Aday kim olursa kaybeder?
“CHP ne yaparsa kaybeder?” sorusu bir anlamda Erdoğan’ın karşısında “Kimi aday gösterirse kaybeder?” sorusunu da içeriyor.
2023 seçimlerinde Erdoğan’ın karşısına Kılıçdaroğlu değil de İmamoğlu ya da Yavaş çıksaydı Erdoğan’ın kazanamayacağı hâlâ tartışılıyor.
“Şu anda sınıfta kalmış bir iktidar vardır” diyor İmamoğlu; “Biz sınıf atlayabilseydik, 2023 seçimini de kazanırdık.”
Adaylık sorularını duymazlıktan geldiğini şakayla karışık söylüyor. Zamanı gelince “partim karar verir, milletim seçer” basma kalıp bir yanıt ama gerçek durum da bu.

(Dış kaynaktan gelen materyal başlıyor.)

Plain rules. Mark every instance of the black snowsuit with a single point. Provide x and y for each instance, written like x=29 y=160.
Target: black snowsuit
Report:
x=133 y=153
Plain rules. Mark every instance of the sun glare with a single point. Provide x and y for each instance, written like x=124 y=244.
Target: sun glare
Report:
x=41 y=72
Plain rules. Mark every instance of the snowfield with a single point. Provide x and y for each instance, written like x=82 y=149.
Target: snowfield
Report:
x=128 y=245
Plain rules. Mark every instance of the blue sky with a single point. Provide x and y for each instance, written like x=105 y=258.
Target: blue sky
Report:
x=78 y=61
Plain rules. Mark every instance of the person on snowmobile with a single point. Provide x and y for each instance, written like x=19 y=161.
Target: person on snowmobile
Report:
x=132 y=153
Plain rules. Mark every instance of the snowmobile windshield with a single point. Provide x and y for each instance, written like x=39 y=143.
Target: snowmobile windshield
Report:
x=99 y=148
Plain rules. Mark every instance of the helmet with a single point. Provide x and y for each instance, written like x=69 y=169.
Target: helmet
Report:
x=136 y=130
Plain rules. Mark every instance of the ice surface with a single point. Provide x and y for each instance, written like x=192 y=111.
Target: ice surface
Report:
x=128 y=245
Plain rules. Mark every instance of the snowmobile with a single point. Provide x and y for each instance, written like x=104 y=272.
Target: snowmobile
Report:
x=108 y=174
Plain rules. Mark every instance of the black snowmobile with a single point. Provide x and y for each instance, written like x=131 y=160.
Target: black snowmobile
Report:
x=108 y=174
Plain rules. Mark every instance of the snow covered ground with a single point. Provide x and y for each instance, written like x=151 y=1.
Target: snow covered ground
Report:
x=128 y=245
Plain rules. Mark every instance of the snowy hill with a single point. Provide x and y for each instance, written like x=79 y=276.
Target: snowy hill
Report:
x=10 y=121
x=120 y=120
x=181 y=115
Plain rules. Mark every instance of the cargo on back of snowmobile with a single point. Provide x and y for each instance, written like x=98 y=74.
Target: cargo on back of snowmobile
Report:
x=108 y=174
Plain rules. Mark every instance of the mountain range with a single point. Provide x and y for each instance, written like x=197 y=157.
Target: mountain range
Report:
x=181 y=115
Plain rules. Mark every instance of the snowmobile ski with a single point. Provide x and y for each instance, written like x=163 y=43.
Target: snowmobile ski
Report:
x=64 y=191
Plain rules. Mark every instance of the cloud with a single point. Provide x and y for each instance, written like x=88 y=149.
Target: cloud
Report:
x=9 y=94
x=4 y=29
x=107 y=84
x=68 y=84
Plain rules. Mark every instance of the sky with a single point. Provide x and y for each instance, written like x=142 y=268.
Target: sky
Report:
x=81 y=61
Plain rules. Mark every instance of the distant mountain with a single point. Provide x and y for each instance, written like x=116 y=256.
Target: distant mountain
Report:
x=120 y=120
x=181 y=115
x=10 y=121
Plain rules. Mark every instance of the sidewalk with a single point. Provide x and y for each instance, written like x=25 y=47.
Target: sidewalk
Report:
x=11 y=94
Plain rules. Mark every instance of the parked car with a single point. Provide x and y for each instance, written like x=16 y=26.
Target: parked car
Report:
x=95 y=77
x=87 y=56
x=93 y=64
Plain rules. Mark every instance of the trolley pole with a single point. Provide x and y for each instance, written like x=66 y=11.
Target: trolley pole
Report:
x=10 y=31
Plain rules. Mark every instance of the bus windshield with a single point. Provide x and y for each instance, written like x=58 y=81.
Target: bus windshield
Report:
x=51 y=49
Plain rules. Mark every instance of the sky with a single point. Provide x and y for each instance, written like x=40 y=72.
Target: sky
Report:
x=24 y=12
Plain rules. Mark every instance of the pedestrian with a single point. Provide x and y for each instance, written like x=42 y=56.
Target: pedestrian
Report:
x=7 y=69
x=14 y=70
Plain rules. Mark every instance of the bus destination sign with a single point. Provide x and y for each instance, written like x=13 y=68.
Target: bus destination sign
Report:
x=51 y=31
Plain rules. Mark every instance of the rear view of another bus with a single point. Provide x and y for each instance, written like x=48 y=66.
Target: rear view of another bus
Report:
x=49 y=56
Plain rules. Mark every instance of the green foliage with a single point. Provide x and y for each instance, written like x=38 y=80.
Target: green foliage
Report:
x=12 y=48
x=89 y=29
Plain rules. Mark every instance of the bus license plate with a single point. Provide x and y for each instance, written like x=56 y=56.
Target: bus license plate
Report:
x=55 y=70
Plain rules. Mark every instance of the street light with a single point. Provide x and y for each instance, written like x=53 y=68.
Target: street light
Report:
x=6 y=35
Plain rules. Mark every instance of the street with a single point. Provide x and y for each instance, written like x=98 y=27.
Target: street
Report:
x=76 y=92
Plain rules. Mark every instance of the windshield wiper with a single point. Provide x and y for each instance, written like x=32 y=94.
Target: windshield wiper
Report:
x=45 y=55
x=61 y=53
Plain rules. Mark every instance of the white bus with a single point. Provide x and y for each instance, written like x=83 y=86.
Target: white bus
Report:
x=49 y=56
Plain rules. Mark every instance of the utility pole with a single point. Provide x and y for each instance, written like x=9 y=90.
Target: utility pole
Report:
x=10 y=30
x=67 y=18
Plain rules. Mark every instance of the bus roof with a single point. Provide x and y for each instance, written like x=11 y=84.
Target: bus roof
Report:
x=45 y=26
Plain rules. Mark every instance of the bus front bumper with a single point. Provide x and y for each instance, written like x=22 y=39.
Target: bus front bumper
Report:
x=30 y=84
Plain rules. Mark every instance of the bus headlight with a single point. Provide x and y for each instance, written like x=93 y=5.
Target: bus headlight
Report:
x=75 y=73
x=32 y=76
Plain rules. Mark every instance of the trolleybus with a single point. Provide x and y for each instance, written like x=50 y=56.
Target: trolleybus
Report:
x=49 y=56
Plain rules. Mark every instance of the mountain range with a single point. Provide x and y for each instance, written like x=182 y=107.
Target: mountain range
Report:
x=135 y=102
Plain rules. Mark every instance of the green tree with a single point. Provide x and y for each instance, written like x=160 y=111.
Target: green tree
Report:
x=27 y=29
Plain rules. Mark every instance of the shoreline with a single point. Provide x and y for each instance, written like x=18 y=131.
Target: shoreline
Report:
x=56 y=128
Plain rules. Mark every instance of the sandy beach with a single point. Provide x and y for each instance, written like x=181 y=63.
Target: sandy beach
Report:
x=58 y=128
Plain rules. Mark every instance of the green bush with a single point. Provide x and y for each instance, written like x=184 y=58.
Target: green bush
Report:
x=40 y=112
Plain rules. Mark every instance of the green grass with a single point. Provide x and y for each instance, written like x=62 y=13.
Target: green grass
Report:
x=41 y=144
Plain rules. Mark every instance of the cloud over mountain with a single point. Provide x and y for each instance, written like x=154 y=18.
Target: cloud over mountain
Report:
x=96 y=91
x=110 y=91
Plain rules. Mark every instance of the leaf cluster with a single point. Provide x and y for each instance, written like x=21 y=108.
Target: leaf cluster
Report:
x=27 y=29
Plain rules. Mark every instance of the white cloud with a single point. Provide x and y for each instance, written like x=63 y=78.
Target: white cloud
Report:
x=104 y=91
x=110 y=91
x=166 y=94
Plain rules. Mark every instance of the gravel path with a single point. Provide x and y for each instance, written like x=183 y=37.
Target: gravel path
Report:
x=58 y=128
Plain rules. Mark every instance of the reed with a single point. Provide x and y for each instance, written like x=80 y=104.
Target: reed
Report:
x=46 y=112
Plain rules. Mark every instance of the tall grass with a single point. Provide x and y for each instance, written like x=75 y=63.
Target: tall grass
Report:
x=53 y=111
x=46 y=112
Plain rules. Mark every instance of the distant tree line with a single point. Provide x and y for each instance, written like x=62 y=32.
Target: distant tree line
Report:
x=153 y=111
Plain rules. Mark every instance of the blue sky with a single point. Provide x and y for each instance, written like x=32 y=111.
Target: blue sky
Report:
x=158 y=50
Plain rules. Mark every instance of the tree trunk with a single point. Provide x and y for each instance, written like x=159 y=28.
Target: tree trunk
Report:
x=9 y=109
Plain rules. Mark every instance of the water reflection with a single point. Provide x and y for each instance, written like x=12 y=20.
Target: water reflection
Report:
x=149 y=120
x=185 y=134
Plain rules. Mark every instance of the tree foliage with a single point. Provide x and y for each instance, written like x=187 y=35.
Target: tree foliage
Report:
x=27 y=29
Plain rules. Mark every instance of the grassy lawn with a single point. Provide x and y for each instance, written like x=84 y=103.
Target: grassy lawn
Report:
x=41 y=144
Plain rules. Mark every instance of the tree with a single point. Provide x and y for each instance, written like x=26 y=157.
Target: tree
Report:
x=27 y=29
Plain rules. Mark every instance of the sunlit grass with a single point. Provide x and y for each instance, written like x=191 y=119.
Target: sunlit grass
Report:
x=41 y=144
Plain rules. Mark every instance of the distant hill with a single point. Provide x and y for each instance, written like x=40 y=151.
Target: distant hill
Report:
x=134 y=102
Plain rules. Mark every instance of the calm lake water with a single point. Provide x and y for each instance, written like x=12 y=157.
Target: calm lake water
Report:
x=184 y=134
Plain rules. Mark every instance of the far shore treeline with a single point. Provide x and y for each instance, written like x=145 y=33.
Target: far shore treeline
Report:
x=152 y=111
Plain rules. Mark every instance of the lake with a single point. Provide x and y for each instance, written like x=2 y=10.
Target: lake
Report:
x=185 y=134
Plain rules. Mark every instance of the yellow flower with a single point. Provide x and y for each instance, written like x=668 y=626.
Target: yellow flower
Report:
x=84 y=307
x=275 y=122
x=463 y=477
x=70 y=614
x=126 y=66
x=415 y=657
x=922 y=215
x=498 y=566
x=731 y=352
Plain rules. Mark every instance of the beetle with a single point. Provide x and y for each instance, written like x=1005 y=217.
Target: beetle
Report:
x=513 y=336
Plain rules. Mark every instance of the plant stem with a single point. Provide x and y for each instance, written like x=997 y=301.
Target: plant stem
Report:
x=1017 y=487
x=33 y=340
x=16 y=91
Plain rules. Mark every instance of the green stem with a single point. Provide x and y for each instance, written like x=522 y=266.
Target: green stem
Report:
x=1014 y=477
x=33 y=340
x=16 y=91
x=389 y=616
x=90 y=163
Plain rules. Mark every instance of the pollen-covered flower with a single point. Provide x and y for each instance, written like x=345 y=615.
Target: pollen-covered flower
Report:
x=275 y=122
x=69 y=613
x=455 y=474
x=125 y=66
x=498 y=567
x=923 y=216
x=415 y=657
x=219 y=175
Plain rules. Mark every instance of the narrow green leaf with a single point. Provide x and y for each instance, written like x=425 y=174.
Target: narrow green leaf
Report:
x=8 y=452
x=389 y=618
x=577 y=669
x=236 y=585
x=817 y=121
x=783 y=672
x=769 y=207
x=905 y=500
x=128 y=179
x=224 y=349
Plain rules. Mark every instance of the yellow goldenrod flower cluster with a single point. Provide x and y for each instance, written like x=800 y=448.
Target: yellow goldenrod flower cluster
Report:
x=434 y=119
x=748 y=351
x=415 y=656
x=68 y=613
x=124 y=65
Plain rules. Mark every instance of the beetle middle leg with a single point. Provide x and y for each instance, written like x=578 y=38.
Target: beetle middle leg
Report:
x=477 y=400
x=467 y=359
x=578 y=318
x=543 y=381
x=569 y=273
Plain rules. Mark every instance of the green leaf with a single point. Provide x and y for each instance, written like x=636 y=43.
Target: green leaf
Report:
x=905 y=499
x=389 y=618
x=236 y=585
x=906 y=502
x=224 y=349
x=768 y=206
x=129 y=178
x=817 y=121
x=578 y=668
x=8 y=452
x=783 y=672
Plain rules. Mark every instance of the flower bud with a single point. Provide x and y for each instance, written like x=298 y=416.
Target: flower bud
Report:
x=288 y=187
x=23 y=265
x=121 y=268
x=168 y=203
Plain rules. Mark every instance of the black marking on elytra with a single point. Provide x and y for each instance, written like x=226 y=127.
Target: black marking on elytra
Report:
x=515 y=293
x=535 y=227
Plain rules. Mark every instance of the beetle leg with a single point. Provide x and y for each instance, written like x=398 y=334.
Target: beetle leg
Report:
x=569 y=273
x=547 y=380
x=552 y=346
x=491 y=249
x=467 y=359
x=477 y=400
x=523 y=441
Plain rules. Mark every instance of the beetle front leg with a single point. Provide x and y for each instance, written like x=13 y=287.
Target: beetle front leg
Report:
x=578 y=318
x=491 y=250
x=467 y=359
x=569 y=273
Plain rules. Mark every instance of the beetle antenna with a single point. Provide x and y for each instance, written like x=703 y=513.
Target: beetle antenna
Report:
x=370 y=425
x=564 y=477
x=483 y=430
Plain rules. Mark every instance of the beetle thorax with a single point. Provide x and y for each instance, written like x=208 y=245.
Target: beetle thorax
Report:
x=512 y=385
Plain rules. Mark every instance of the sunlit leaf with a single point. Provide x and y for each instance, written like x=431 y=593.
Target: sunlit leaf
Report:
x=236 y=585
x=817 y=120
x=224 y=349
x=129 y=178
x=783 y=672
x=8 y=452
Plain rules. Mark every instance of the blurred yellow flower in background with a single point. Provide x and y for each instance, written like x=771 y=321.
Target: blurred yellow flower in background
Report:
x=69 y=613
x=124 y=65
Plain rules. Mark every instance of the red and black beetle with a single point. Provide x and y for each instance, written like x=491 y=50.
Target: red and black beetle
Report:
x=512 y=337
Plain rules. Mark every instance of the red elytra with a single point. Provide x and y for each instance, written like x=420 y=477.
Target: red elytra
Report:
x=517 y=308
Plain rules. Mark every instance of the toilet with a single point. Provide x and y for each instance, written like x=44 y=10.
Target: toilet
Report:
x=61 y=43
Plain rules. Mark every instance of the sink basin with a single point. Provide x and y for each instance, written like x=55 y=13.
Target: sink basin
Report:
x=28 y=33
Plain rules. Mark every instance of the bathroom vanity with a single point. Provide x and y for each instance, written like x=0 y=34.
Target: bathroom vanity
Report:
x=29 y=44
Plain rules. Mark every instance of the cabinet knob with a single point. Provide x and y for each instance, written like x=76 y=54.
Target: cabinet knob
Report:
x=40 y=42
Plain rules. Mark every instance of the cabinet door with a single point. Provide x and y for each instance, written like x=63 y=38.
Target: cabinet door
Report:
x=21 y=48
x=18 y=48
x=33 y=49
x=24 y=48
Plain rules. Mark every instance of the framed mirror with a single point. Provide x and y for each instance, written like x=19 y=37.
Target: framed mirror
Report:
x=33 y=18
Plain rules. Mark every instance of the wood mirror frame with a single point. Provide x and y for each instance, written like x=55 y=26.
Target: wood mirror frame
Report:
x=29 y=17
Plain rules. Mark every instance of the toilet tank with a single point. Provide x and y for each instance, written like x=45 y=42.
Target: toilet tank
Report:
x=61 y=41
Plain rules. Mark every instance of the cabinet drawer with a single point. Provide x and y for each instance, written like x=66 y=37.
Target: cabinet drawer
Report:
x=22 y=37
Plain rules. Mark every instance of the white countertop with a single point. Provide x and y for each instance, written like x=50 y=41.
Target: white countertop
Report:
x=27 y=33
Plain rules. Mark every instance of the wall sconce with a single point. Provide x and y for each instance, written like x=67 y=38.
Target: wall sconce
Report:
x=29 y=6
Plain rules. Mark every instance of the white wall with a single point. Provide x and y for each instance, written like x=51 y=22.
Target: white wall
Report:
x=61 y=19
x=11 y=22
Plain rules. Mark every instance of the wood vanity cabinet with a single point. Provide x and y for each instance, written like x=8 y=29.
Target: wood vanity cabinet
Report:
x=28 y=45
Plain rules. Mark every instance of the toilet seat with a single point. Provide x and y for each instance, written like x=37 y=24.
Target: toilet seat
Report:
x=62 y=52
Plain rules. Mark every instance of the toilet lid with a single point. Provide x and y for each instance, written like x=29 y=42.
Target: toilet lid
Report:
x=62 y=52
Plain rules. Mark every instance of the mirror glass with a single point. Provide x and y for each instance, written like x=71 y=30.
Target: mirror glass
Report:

Adaylığın iki boyutu var. Biri Cumhurbaşkanlığı, diğeri de CHP Genel Başkanlığı adaylığı. Yavaş için ikincisi zor; CHP üyesi olsa da CHP teşkilatından gelmediği için. İmamoğlu’nun CHP’nin başına geçmesinin istinaf mahkemesinin hapis ve siyaset yasağı cezasını onaylamasına engel olacağını düşünenlerin Erdoğan’ı hâlâ tanımadıklarını söylemek de mümkün. Erdoğan’ın en çekineceği iki rakipten birini devre dışı bırakmak için, onun hapse girdiğinde beğenilirliğinin daha da artmasından çekineceğine mi güveniyorlar? Bir açılım bulur.
CHP istinaf kampanyasına hazırlanadursun; kendi siyasi yıldızlarına sahip çıkmayan elbette kaybeder.